Un uomo che è davanti a me
Martedì, feria propria del 3 gennaio
1 Gv 2,29 – 3,6 Sal 97 Gv 1,29-34
“Ecco l’agnello di Dio”, attraverso queste parole Giovanni il Battista è come se ci rassicurasse: guarda a Gesù, è proprio lui l’unico che può togliere il peccato del mondo. Perché è lui che sceglie di farsi ultimo, di farsi solidale con tutti. Lui, mite come agnello condotto al macello, dice il profeta Isaia, proprio lui è il Figlio di Dio, Gesù. Il suo stesso nome rivela la sua missione: è colui che salva il popolo dai suoi peccati. La radice stessa del nome, in ebraico, significa allargare, dilatare.
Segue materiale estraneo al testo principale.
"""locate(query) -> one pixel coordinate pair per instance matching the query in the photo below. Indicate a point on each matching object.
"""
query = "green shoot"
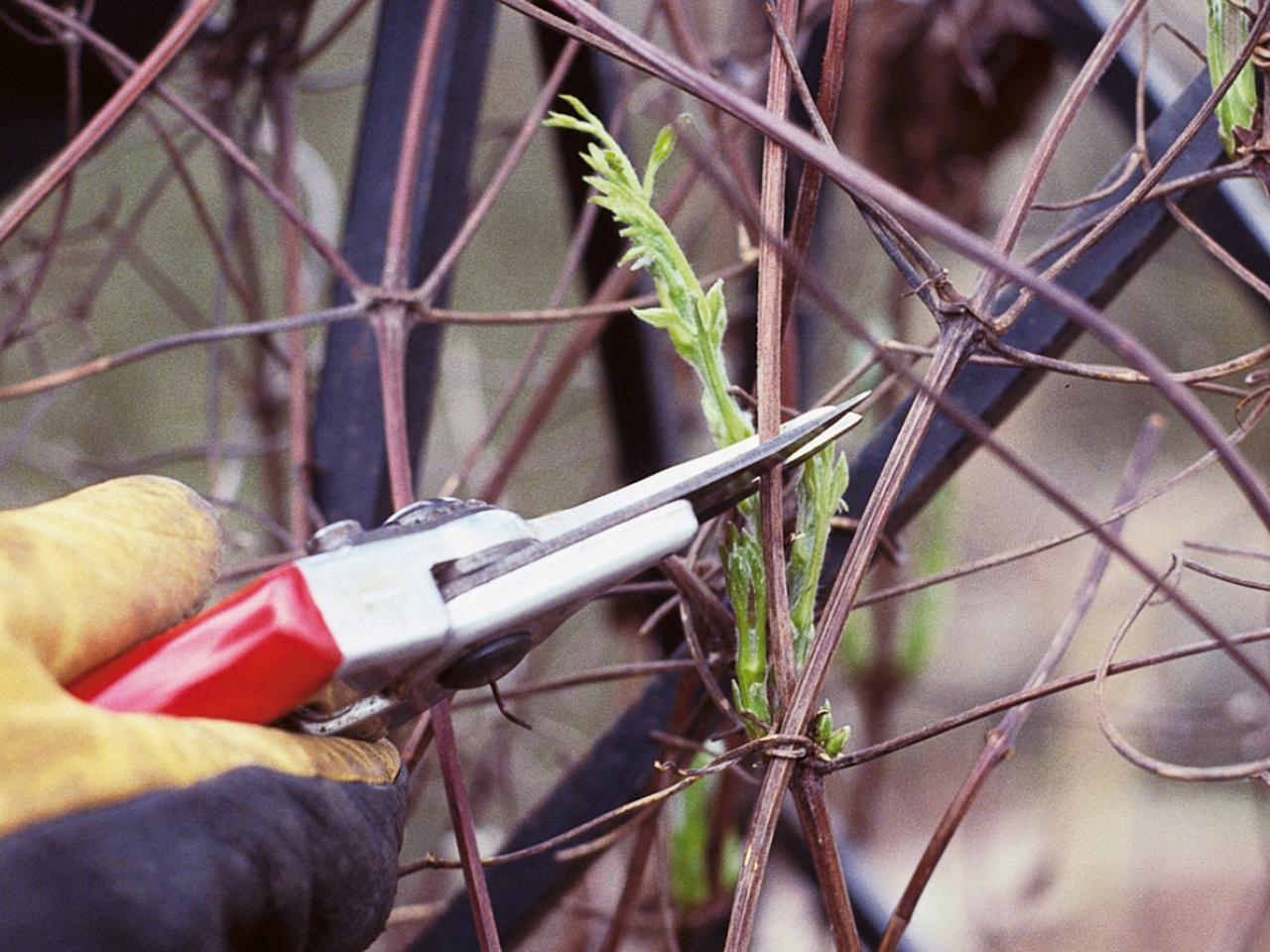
(832, 742)
(820, 494)
(691, 820)
(1227, 35)
(694, 318)
(747, 588)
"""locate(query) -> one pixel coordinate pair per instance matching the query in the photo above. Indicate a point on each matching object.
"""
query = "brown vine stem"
(330, 35)
(1012, 221)
(955, 338)
(828, 96)
(100, 365)
(775, 299)
(112, 54)
(391, 325)
(562, 315)
(1146, 762)
(1003, 703)
(1153, 176)
(282, 94)
(1001, 739)
(853, 178)
(531, 123)
(1007, 356)
(95, 130)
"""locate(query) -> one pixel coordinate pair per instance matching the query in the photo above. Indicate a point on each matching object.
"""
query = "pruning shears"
(447, 594)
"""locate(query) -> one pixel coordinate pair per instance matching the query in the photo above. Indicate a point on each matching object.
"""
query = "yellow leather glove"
(148, 832)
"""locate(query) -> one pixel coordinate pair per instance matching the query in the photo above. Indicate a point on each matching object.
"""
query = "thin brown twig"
(144, 75)
(1001, 739)
(853, 178)
(282, 95)
(1128, 751)
(330, 35)
(90, 368)
(231, 150)
(1003, 703)
(1151, 178)
(431, 285)
(1091, 70)
(559, 315)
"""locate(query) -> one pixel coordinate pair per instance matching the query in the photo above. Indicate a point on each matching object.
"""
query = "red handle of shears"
(254, 656)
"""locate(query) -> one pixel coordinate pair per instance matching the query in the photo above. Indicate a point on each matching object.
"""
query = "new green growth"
(695, 318)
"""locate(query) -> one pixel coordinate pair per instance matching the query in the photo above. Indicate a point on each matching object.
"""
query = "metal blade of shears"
(710, 484)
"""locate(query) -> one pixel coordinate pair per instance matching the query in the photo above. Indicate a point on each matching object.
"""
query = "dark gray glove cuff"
(250, 860)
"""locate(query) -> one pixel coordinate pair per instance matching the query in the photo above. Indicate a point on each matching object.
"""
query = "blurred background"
(1069, 847)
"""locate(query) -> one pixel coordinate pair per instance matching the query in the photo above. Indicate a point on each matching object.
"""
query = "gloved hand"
(140, 832)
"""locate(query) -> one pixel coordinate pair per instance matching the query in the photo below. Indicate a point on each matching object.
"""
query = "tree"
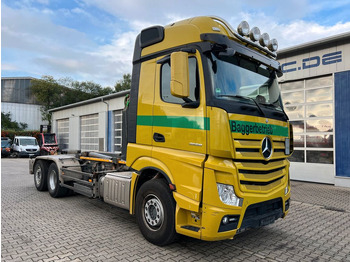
(8, 124)
(124, 84)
Pensandoci bene, il peccato non ci rende sempre piccoli, meschini, ripiegati su di noi e i nostri egoismi? Ma la nostra salvezza è respiro, larghezza. Perché conoscere Gesù è tornare a vivere e ad amare. Accoglierlo in noi permette allo Spirito di compiere quei cambiamenti di crescita, di bene e di pace.
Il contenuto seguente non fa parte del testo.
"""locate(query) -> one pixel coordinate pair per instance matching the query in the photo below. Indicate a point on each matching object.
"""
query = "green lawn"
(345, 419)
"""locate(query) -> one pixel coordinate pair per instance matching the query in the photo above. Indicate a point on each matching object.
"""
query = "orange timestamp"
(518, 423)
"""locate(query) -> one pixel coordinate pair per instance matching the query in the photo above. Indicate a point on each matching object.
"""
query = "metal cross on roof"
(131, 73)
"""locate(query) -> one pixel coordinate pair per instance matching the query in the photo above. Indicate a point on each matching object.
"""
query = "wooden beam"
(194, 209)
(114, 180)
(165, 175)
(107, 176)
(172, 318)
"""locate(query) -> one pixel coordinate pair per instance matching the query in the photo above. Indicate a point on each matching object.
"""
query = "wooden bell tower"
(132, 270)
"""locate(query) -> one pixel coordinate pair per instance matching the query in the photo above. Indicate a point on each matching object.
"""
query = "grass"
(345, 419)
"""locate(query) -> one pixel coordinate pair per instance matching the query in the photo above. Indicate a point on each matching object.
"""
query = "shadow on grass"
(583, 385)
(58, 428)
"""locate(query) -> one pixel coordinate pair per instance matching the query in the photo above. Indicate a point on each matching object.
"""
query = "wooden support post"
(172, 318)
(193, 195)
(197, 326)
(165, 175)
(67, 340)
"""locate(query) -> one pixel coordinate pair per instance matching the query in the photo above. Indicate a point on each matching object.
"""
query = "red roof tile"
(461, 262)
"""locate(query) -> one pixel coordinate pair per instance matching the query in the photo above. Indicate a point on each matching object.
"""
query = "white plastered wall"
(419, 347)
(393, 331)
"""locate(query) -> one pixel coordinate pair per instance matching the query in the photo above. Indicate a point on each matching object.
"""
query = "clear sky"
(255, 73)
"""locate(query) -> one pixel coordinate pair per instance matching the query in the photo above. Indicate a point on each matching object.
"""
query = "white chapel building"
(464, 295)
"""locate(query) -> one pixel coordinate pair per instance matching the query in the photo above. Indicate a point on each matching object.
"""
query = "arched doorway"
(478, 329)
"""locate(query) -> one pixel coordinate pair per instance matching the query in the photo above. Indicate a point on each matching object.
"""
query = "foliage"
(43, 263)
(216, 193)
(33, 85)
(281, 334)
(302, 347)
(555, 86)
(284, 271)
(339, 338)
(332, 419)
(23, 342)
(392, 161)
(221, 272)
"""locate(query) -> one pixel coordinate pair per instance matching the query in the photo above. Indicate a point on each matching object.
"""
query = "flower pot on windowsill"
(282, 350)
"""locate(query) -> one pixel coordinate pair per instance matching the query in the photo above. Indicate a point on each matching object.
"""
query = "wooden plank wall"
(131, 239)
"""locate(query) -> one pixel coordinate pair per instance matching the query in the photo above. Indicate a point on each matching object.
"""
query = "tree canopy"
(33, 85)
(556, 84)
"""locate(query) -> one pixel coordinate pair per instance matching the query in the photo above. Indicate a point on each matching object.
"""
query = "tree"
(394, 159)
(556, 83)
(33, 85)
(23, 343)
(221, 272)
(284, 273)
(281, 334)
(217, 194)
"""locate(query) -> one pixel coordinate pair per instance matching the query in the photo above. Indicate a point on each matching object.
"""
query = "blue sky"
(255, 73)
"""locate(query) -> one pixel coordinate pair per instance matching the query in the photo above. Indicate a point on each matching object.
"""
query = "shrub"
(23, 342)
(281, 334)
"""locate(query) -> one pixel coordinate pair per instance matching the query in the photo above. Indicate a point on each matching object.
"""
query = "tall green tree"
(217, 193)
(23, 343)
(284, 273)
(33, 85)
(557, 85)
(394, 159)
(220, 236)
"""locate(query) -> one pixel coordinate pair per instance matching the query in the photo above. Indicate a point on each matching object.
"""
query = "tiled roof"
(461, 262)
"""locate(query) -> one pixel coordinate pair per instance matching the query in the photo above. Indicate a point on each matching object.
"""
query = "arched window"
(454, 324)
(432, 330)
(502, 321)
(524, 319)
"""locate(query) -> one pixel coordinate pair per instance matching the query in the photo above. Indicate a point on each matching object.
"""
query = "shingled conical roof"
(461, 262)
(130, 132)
Signore tu compi meraviglie, ti da vittoria la sua destra e il suo braccio santo.
Dalla Vita prima di Tommaso da Celano [FF 455]
La sua carità si estendeva con cuore di fratello non solo agli uomini provati dal bisogno, ma anche agli animali senza favella, ai rettili, agli uccelli, a tutte le creature sensibili e insensibili. Aveva però una tenerezza particolare per gli agnelli, perché nella Scrittura Gesù Cristo è paragonato, spesso e a ragione, per la sua umiltà al mansueto agnello. Per lo stesso motivo il suo amore e la sua simpatia si volgevano in modo particolare a tutte quelle cose che potevano meglio raffigurare o riflettere l’immagine del Figlio di Dio.